Jacques Sys

« En ne parlant de titre qu’à partir de 2022, Anderlecht gifle ses supporters »

Jacques Sys Jacques Sys, rédacteur en chef de Sport/Foot Magazine.

En ces jours sombres précédant Noël, quelqu’un, à Anderlecht, songe-t-il au triomphalisme avec lequel le Sporting a embauché Vincent Kompany en mai dernier ?

Son retour devait être le symbole d’un autre avenir et réconcilier des supporters en grogne avec le club. Une grande partie de la presse ne cessait de se réjouir de l’arrivée de Kompany, à croire qu’un ange gardien était tombé du ciel. Quand le nouveau joueur-entraîneur, ensuite rebaptisé joueur-manager, a réuni son staff et d’autres départements, pour donner à chacun le sentiment qu’on suivait une seule vision, ça a fait l’effet d’une nouvelle d’ordre mondial.

Vincent Kompany doit aussi se remettre en question.

Sept mois plus tard, nul n’a décelé de vision et la direction a effectué une étrange génuflexion. Demander de la patience revient à condamner sa propre gestion, c’est un signe d’impuissance. Jamais on n’a dû l’étaler de cette manière. On dirait qu’Anderlecht veut se prémunir contre de mauvaises prestations, contre son incapacité à inverser la spirale négative dans laquelle il est pris. Les Mauves veulent ainsi apaiser le mécontentement de supporters traditionnellement critiques.

En faisant savoir, dans une lettre ouverte, qu’il ne parlera du titre qu’à partir de 2022, Anderlecht gifle ses supporters. Il est très improbable que tout le monde ait été d’accord quant à cette lettre car elle va à l’encontre de la grandeur qu’Anderlecht veut dégager.

En tout cas, Marc Coucke, qui s’appuie sur son instinct en affaires, doit être désespéré. Il a dû comprendre depuis longtemps que les lois du football ne sont pas les mêmes que celles du monde des affaires. La question essentielle est ailleurs : quel plan a-t-il élaboré pour extirper son club de son impasse ? Quelqu’un d’autre le saurait-il, à Anderlecht ? On ne peut pas éternellement passer le balai à travers le personnel et saper les fondements du club, surtout quand les nouveaux ne parviennent pas à donner un nouvel élan ni à apporter de nouvelles idées au club.

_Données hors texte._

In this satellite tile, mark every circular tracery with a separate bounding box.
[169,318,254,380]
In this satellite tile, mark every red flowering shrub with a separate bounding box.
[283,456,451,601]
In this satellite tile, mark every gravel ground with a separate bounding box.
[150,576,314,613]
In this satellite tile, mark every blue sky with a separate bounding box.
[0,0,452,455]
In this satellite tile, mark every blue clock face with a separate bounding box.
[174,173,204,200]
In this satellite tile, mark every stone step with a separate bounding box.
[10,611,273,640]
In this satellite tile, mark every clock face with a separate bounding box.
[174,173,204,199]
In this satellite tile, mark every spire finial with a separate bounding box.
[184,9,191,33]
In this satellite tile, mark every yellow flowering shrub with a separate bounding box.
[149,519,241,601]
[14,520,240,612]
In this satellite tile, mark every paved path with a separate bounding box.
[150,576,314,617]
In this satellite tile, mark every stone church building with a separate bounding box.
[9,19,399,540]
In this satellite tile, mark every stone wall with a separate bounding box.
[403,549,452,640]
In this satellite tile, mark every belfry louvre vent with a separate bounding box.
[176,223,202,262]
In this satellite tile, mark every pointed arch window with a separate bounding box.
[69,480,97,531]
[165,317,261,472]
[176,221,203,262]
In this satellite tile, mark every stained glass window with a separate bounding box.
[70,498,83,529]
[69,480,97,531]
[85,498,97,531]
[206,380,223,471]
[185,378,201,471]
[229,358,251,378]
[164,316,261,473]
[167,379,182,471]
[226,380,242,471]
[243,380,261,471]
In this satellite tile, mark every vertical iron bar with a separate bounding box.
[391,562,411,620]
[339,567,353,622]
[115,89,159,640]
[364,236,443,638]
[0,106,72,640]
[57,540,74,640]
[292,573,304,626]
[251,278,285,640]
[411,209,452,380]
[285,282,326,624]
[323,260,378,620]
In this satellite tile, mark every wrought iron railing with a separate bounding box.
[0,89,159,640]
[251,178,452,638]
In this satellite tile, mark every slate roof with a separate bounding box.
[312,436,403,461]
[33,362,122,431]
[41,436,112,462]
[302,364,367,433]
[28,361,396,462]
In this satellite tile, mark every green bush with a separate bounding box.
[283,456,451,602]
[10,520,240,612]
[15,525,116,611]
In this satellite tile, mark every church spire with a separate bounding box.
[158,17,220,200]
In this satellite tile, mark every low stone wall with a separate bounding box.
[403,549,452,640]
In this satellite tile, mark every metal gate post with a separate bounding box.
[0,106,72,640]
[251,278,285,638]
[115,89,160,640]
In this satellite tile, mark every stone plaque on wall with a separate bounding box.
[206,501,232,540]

Il y a presque deux ans que Marc Coucke, avant même son entrée en fonction officielle au poste de président, a souligné la nécessité de moderniser le club, durant une conférence de presse. Il a ouvertement parlé d’un football qui convienne au style d’Anderlecht. Il a régulièrement fait allusion à l’ancienne direction et aux erreurs qu’elles a commises. Mais la composition du noyau actuel lui est-elle imputable ? Par exemple, comment se fait-il que le noyau comporte 48 joueurs mais qu’en même temps, on parle tout le temps d’une équipe beaucoup trop jeune ? Pourquoi la cellule de scouting commet-elle autant d’erreurs ? Et si on attend tellement d’un nouveau système, au nom anglais qui sonne bien, pour recruter des joueurs, pourquoi n’y avoir pas eu recours plus tôt ?

Mais la question essentielle, c’est ce qu’a apporté Vincent Kompany à Anderlecht pour le moment, si ce n’est que sa présence a longtemps rassuré les supporters. Entraîneur, Kompany a eu de mauvais jugements, il s’est accroché trop longtemps à un concept pour lequel il ne disposait pas du matériel nécessaire et il est co-responsable de la situation actuelle. Lui aussi doit se remettre en question.

Anderlecht n’a d’autre choix que de repartir de zéro, bientôt. Mais le club possède-t-il suffisamment de bagage footballistique pour choisir les bonnes personnes aux bonnes places ? Et surtout, quelles sont ses possibilités financières sur le marché des transferts, dans la mesure où ses dettes impactent son budget ? En tout cas, il est temps de transposer en actes concrets la foi dans le projet et tous les mots creux employés à ce propos. De ce point de vue, la courte trêve hivernale invite à la réflexion. À tous les niveaux.